Le son des souvenirs
Pendant la Première Guerre mondiale, deux jeunes hommes, Lionel et David, entreprennent d’enregistrer les vies, les voix et la musique de leurs compatriotes américains…
Le son a beau être invisible, il n’en est pas moins physiquement présent. Il peut toucher, laisser des traces. Le souvenir fonctionne un peu de la même manière. Il suffit parfois d’un geste, un toucher, un son justement… Une voix particulière, une voix qui chante, qui touche au plus profond de notre être. Une voix qui, un beau soir, alors qu’on joue seul sur un piano de bar, suspend un instant, fige tout ce qui nous entoure. Ainsi David, littéralement envoûté par la voix de Lionel, qui se pose soudain sur l’air qu’il est en train d’interpréter…
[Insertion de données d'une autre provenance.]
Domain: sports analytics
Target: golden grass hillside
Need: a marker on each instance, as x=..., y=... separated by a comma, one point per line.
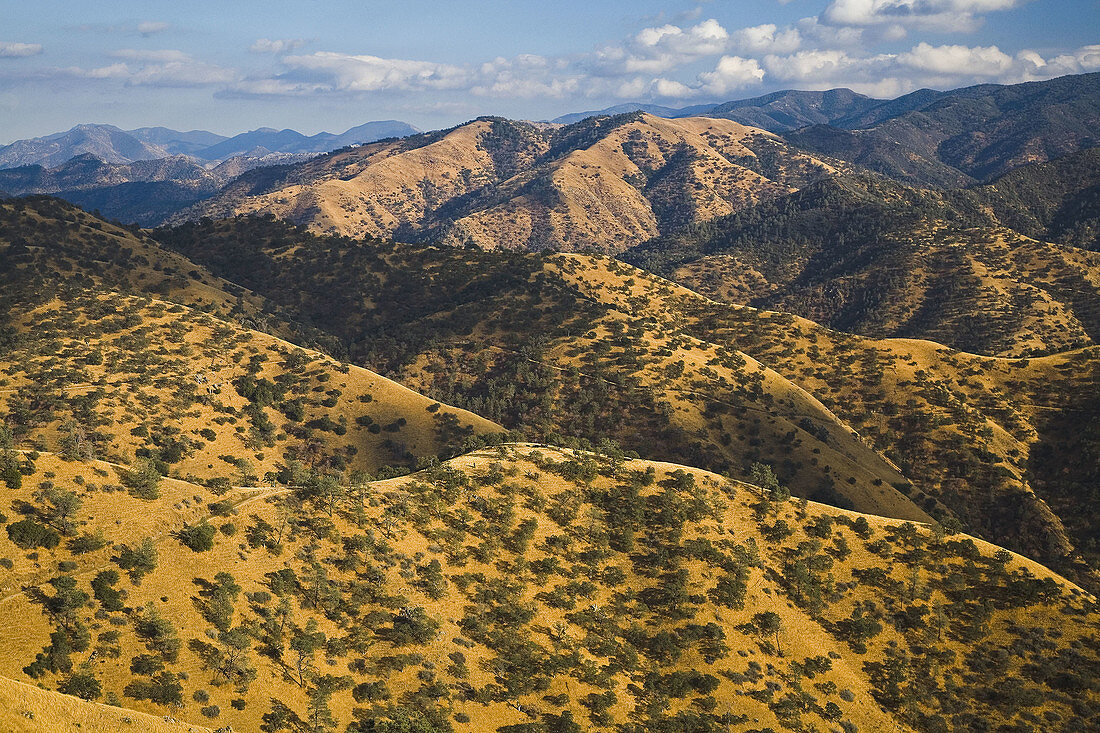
x=527, y=588
x=147, y=382
x=589, y=348
x=880, y=259
x=26, y=709
x=604, y=183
Le réalisateur Oliver Hermanus (qui adapte ici une nouvelle de l’écrivain Ben Shattuck) nous entraînent dans un récit étalé sur plusieurs années, de 1917 à la fin de la décennie suivante. Le Son des souvenirs nous replonge, sur fond de guerre mondiale, dans un monde où l’exaltation des sentiments reste pudiquement suggérée. Porté par un rythme particulier, le film en appelle à nos propres souvenirs et sensations, fait planer une infinie tendresse. Car s’il nous dévoile une magnifique histoire d’amitié et d’amour, le réalisateur parle également du passage du temps, d’une existence hantée par les feuilles mortes, les souvenirs – et les regrets aussi. Et il montre comment la musique permet de faire le deuil d’une vie férocement rêvée. Une chanson reste alors comme l’écho lointain des moments trop fugaces partagés avec l’être aimé que l’on ne peut ou ne veut oublier.
Paul Mescal et Josh O’Connor sont magnétiques, envoûtants d’un bout à l’autre de ce très beau Son des souvenirs dont la note, sincère, ténue, tient longtemps après que les lumières de la salle se sont rallumées.